伊奈学園総合(埼玉)のグラウンドには机がある。勉強するためではない。足腰を鍛え瞬発力を上げるためだ。

 高さ80センチのほどの机に選手が両足でジャンプして跳び乗る。5回ずつ3セットを素早く繰り返す。ジャンプが低いとすねを打ち、もん絶することになる。「こええ!」「びびんな!」「キツイ!」。ハードなトレーニングだが、選手の顔には笑みが浮かぶ。

 伊奈学園総合にはユニークな練習が多い。石橋勇太監督(37)のイチオシは“新体操”トレーニング。選手が四つんばいとなり、エビフライのように片足を振り上げ股(こ)関節を鍛える。かけ声に合わせ足を動かす姿は、さながらラインダンスのようだ。

 一見、不思議な練習は偶然生まれた。雨の日、チームはグラウンドを使えない。2年前の雨の日、学校の中で練習をしていると、新体操部の練習が目に留まった。股(こ)関節を柔らかく使うためのストレッチ。前監督と当時コーチだった石橋監督はひらめいた。「股(こ)関節は打撃でも、守備でも重要ですから」。すぐさま新体操部に教えを受け練習メニューに取り入れた。

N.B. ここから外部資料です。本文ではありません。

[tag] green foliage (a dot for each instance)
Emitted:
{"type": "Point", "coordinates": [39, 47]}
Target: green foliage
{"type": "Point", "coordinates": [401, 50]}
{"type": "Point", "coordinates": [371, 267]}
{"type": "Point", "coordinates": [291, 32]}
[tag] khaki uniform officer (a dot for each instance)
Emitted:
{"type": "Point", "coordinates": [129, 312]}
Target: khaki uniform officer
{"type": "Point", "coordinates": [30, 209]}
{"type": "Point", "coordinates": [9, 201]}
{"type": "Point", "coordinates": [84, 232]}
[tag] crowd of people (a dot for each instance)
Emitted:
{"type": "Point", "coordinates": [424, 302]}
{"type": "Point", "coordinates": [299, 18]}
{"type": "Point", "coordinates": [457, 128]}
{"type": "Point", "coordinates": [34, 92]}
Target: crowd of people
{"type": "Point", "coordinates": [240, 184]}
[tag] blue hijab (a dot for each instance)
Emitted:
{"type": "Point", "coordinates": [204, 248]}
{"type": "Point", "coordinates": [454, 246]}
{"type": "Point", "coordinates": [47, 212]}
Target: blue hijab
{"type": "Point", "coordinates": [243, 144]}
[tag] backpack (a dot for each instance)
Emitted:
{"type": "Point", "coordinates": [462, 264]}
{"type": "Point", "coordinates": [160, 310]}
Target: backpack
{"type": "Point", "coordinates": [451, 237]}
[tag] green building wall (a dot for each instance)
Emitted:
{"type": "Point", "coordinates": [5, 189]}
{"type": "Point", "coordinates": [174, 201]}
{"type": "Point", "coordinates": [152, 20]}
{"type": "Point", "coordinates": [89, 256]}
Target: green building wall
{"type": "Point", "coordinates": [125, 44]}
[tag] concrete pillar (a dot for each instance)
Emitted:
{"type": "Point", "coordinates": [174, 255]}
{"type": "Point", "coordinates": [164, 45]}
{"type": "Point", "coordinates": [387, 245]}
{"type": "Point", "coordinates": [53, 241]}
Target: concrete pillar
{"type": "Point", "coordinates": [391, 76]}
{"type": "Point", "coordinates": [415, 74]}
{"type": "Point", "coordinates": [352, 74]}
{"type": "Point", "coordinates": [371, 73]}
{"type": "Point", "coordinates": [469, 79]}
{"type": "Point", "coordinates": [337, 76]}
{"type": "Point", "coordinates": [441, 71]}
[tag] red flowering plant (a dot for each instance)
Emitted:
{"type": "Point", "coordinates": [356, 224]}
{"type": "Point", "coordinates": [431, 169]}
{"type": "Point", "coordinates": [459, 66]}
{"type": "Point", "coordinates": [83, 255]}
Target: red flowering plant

 練習の成果は打線に現れた。1番から9番まで強い打球が打てるようになり、春からの練習試合での本塁打数は20本以上と劇的に増えた。山浦衛主将(3年)は「太ももやお尻周りが太くなりました。制服のズボンもワンサイズ大きくしました」とトレーニングの効果に目を輝かせる。下半身を鍛えた伊奈学園総合が、9日開幕の埼玉大会で台風の目になるかもしれない。